Now in Cairo, Si2 and the Solar Impulse team are ideally positioned to attempt the last leg of the Round-The-World Solar Flight, when the weather is right, and reach Abu Dhabi in the United Arab Emirates where the adventure started in March 2015. By flying around the world with no fuel, Bertrand Piccard and André Borschberg are demonstrating that today exploration and pioneering are no longer about conquering new territories, but about exploring new ways to have a better quality of life on Earth. Solar Impulse’s clean technologies can already be used not only in the air, but also on the ground, and have the potential to change individual habits, societies and markets in an unprecedented way.
Flight report: Leg 16 – Seville International Airport, Spain to Cairo International Airport, Egypt
Pilot: André Borschberg, CEO, Co-founder and Pilot of Solar Impulse
Take-off: 6:20 am local time Seville, Spain on 11 July 2016 (4:20 am UTC on 11 July 2016)
Landing: 7:10 am local time Cairo, Egypt on 13 July 2016 ( 5:10 am UTC on 13 July 2016)
Flight time: 48 hours and 50 minutes
Maximum altitude: 28’000 feet (8’534 m)
Average speed: 47.66 mph (76.70 km/h)
Flight distance covered: 3’745 km ( 2’327 mi)
About Solar Impulse
Swiss pioneers Bertrand Piccard – Initiator and Chairman – and André Borschberg – CEO and Co-Founder – are the pilots and driving force behind Solar Impulse, the first airplane able to fly day and night without a drop of fuel – propelled solely by the sun’s energy. Supported by Main Partners Solvay, Omega, Schindler, ABB, and Official Partners Google, Altran, Covestro, Swiss Re Corporate Solutions, Swisscom and Moët Hennessy, they are attempting the first Round-The-World Solar Flight with Solar Impulse 2 (Si2) – demonstrating that clean technologies can achieve the impossible.

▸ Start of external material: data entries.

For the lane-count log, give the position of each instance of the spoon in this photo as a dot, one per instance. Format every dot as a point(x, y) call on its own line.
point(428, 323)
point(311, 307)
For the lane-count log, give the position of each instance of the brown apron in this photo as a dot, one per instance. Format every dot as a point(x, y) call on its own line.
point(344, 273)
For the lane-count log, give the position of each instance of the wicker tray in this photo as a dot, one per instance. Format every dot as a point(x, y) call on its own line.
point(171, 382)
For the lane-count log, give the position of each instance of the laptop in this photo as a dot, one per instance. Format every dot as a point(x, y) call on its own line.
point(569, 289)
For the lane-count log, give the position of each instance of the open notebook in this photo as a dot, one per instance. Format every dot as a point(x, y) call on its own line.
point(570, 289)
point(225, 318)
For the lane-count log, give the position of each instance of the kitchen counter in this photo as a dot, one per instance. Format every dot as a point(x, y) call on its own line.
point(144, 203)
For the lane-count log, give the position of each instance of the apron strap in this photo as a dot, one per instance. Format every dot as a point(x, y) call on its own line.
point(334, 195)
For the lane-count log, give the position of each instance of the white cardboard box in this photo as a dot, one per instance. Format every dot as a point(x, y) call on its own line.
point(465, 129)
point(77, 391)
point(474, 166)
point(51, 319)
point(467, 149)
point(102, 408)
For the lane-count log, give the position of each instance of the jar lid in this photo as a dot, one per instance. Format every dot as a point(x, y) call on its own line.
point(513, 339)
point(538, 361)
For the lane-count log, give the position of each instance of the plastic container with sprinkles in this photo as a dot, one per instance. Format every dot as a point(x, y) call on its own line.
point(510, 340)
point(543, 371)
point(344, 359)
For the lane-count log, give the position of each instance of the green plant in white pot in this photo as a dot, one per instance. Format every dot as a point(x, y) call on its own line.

Si2 is a concentration of clean technologies – a genuine flying laboratory. It is a single-seater aircraft made of carbon fiber that has a 72m / 236ft wingspan (larger than a Boeing 747) for a weight of 2300kg / 5100lb (the equivalent of an empty family car). The 17,248 solar cells built into the wing power the four batteries (38.5kWh per battery) that in turn power the four electric engines (13.5kW / 17.5hp each) and the propellers with renewable energy. The plane is therefore capable of saving a maximum amount of energy during the day and flying throughout the night on batteries. Si2 requires zero fuel and has virtually unlimited autonomy: theoretically, Si2 could fly forever and is only limited by the pilot’s sustainability.